The North Carolina academic scandal is getting enough traction that we may be able to replace “North Carolina” with “national.” CNN has done its own investigation, finding plenty of issues with football and basketball players (not specified: any women’s basketball players?) all over the place.
The scrutiny is good, but a couple of things here are worth nit-picking:
- “NCAA sports are big business, with millions of dollars at stake for winning programs.” Sure, but we have to stress again that a lot of NCAA programs lose money. It’d be interesting to see how many of these academic problems are at big-time programs and how many are at schools that want to have big-time programs.
- “Imagine yourself sitting in a class where nothing makes sense.” Yeah, that was me in “symbolic logic,” which required prior knowledge of arcane mathematical concepts but didn’t tell us of such a requirement until the drop/add period had passed. (Pardon the self-indulgent tangent.)
- “In December, the Drake Group, which pushes for academic integrity in collegiate sports, organized a lobbying trip to Washington to push for an amendment to the College Education Act of 1965. Director Allen Sack said he wants to see a College Athlete Protection Act — legislation that would keep athletes on the bench as freshmen if they are academically more than one standard deviation lower than the average student admitted to the university.” Wouldn’t this punish Duke and Stanford a lot more than it would punish Florida State, one of the schools with some academic issues?

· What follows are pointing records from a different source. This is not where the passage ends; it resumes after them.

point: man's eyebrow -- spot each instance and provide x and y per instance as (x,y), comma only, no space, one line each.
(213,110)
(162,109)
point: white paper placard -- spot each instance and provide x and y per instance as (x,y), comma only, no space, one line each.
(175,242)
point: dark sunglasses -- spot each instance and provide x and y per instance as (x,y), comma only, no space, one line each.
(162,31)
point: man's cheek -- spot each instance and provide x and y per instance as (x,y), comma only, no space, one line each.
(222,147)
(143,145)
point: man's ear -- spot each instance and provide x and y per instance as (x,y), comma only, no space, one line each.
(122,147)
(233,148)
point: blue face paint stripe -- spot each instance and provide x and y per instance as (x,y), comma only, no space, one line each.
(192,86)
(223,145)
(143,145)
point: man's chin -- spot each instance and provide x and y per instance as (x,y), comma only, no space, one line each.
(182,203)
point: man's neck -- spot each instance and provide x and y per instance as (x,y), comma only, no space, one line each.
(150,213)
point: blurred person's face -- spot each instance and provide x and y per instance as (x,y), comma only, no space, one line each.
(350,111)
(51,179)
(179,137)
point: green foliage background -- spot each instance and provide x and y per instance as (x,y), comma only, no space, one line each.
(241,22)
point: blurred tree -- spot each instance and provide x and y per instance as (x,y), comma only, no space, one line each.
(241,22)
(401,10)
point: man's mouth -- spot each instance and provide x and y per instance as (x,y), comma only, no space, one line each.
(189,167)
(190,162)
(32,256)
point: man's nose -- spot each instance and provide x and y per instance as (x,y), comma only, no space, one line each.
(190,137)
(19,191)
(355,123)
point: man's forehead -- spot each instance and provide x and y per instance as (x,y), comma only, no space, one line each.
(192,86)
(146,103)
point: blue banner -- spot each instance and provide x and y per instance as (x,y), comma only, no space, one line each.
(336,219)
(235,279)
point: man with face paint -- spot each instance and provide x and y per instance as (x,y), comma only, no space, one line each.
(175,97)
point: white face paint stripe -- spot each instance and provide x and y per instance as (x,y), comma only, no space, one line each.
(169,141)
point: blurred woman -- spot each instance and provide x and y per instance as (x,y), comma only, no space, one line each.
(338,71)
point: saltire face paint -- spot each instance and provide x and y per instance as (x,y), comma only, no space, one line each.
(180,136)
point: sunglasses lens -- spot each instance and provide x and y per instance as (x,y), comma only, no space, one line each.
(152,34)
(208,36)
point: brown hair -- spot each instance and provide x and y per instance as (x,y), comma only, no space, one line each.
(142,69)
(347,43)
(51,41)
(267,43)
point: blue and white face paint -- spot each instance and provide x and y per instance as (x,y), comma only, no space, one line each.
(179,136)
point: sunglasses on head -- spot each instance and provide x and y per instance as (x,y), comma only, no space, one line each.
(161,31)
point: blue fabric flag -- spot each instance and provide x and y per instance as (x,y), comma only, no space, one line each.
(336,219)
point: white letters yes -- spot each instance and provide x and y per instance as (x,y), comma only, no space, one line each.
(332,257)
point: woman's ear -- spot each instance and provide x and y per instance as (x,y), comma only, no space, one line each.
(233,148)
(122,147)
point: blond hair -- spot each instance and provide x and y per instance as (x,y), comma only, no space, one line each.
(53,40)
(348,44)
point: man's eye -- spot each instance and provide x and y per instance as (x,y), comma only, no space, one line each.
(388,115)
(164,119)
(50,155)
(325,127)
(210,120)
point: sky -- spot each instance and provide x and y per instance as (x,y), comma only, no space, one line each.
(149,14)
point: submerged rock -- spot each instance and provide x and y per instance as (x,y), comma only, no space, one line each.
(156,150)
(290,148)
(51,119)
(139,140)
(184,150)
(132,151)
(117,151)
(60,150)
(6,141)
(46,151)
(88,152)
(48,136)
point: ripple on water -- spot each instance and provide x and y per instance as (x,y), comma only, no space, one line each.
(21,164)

- One bit of context I haven’t seen in these stories: What has happened to Prop 48, a big controversy in my college days (issues of race and standardized testing), and Prop 16? How have we suddenly slid backwards to the point at which big-time athletes aren’t getting it done, even though the standards are getting tougher?
- And the underlying question: How are all these people graduating from high school if they’re reading at a fourth-grade level?
Should be an interesting year ahead for the NCAA.